But for the first time, Bahour is beginning to have grave doubts. He is frustrated at having been confined to his home except for brief periods since the Israelis took over Ramallah on Mar. 29. Violators of the curfew risk being shot. Bahour worries about the safety of his wife and two daughters. He also suspects that his state-of-the-art mall and other investment projects in the West Bank and Gaza may no longer be feasible. "After this level of destruction, I fear the building of a Palestinian state will be on hold," he says.
Before the intifada that began in September, 2000, the Palestinian economy looked like a winner. Growth of gross domestic product was 7.4% in 1999 and seemed set to hold up in 2000 until violence broke out. Private money and aid were pouring in, and Palestinian workers were benefiting from Israel's boom. Then came the intifada, and the Israeli response. Through the end of last year, they had cost $3 billion in economic losses and $400 million in damage to infrastructure and property, says the World Bank. The toll from the latest Israeli incursion will run tens if not hundreds of millions more.
The territories now look more like a humanitarian disaster than a business prospect.
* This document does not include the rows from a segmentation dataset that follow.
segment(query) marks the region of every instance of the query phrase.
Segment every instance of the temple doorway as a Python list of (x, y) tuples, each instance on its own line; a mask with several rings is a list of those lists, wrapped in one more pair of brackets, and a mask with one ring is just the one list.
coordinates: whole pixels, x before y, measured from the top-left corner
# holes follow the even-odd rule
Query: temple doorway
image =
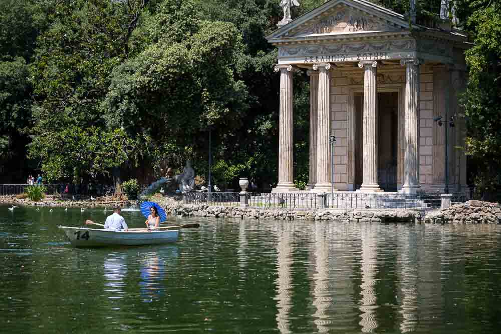
[[(398, 139), (398, 93), (378, 93), (378, 183), (385, 191), (397, 191)], [(363, 93), (355, 95), (355, 189), (360, 189), (363, 171)]]

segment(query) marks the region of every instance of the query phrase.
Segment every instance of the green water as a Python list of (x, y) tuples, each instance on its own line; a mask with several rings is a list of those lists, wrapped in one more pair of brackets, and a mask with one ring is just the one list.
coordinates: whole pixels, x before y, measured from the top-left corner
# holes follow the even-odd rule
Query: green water
[[(5, 333), (491, 333), (501, 226), (199, 222), (174, 244), (74, 249), (101, 209), (0, 206)], [(137, 211), (124, 211), (130, 227)]]

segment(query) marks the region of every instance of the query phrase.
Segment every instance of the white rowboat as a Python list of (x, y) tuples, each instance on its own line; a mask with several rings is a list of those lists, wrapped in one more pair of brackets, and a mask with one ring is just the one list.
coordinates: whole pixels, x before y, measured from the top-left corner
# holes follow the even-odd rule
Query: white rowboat
[(116, 232), (87, 227), (59, 226), (59, 228), (64, 230), (75, 247), (158, 245), (175, 242), (179, 236), (178, 230)]

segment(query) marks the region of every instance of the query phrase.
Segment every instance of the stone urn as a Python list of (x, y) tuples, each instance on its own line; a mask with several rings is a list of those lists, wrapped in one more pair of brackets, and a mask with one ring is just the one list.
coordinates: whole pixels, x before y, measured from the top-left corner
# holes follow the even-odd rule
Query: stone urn
[(238, 181), (238, 184), (242, 188), (242, 191), (245, 191), (249, 185), (249, 180), (247, 179), (246, 177), (241, 177), (240, 180)]

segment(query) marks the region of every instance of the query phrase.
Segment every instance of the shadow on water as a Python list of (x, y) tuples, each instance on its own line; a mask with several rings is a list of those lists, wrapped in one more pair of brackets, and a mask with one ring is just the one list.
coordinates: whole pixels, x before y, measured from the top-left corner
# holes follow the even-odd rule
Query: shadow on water
[[(501, 226), (199, 222), (175, 244), (70, 246), (100, 209), (0, 206), (9, 333), (495, 332)], [(140, 212), (126, 211), (131, 227)]]

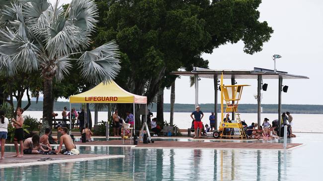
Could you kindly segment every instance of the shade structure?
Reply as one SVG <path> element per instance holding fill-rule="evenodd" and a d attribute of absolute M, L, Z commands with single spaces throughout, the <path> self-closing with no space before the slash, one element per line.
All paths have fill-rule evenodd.
<path fill-rule="evenodd" d="M 70 96 L 70 103 L 113 103 L 146 104 L 147 97 L 129 92 L 112 81 L 101 83 L 92 89 Z"/>

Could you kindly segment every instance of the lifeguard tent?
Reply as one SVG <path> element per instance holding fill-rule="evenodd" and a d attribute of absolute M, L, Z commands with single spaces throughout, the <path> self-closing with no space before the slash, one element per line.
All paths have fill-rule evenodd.
<path fill-rule="evenodd" d="M 71 104 L 82 103 L 132 103 L 134 119 L 135 120 L 135 104 L 144 104 L 146 105 L 147 108 L 147 97 L 128 92 L 119 86 L 114 81 L 111 81 L 106 84 L 101 83 L 86 91 L 70 96 L 70 110 L 71 110 Z M 136 128 L 135 123 L 136 121 L 134 124 L 134 131 Z M 70 124 L 70 129 L 72 129 L 71 125 Z"/>

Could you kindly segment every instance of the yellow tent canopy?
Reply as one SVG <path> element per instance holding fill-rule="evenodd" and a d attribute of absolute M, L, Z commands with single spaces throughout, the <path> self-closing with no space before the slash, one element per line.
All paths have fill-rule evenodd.
<path fill-rule="evenodd" d="M 101 83 L 92 89 L 70 96 L 70 103 L 132 103 L 146 104 L 147 97 L 129 92 L 114 81 Z"/>

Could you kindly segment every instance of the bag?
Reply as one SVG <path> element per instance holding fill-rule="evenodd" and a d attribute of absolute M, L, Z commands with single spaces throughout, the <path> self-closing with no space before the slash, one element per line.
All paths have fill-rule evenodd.
<path fill-rule="evenodd" d="M 167 136 L 171 136 L 171 132 L 170 131 L 168 131 L 168 133 L 167 133 Z"/>
<path fill-rule="evenodd" d="M 144 142 L 144 144 L 148 144 L 148 139 L 147 138 L 147 134 L 144 134 L 144 135 L 143 142 Z"/>
<path fill-rule="evenodd" d="M 86 142 L 86 135 L 85 133 L 82 134 L 82 142 Z"/>

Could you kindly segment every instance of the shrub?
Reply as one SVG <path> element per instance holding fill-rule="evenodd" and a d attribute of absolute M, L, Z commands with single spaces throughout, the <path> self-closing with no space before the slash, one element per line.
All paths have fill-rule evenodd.
<path fill-rule="evenodd" d="M 39 122 L 37 118 L 31 117 L 30 115 L 24 116 L 24 125 L 28 125 L 29 127 L 28 130 L 29 131 L 38 131 L 39 129 Z"/>
<path fill-rule="evenodd" d="M 95 136 L 105 136 L 105 127 L 106 124 L 105 122 L 101 121 L 100 122 L 98 123 L 98 128 L 96 130 L 94 131 L 94 135 Z M 112 122 L 110 122 L 109 127 L 110 136 L 113 135 L 113 128 L 112 128 Z"/>
<path fill-rule="evenodd" d="M 13 117 L 13 108 L 6 102 L 0 106 L 0 110 L 4 111 L 4 116 L 10 120 Z"/>

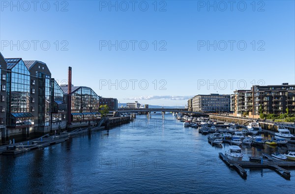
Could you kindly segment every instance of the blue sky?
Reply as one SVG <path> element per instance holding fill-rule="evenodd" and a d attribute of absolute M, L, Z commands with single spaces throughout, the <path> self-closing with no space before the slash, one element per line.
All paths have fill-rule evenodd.
<path fill-rule="evenodd" d="M 4 57 L 43 61 L 59 83 L 71 66 L 75 85 L 121 103 L 295 83 L 293 0 L 0 1 Z"/>

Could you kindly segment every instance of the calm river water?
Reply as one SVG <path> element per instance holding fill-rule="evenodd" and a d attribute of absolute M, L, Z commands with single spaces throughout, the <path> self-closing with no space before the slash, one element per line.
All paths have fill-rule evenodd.
<path fill-rule="evenodd" d="M 90 136 L 16 157 L 0 156 L 0 193 L 295 193 L 295 170 L 287 180 L 270 169 L 246 169 L 244 180 L 218 158 L 228 144 L 212 146 L 198 129 L 182 124 L 172 114 L 164 120 L 161 114 L 149 120 L 138 116 Z M 243 145 L 242 151 L 248 160 L 287 149 Z"/>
Income dropped 19% in 2001, to $1,375 per capita. Unemployment stood at 35% at the close of 2001. Fueling the rise, says the World Bank, were the Israeli roadblocks that strangle movement and commerce. Work in Israel, a source of 20% of GDP in normal times, has been curtailed, while agriculture and light industry in the territories have been disrupted. Before the latest violence, 50% of Palestinians lived on less than $2 a day. Now, says Palestinian Authority Minister of Economics & Trade Maher Masri, "we are going to have a much higher level of poverty."
International donors will soon meet in Norway to prepare a response. But until the violence subsides, any gifts are likely to address relief above all. Meanwhile, the future of the Palestinian Authority, which has run the territories since 1994, is in question. It isn't clear whether the Israelis will tolerate the PA's existence anymore.
Until such burning questions are resolved, it's unlikely there will be any major investment in the territories. The private sector has invested $2.5 billion in the past eight years, while international donors provided $4.5 billion. "Investors won't come again without assurances of real stability," worries Salah Abdel Shafi, an economic consultant in Gaza. Those assurances may be a long time in coming.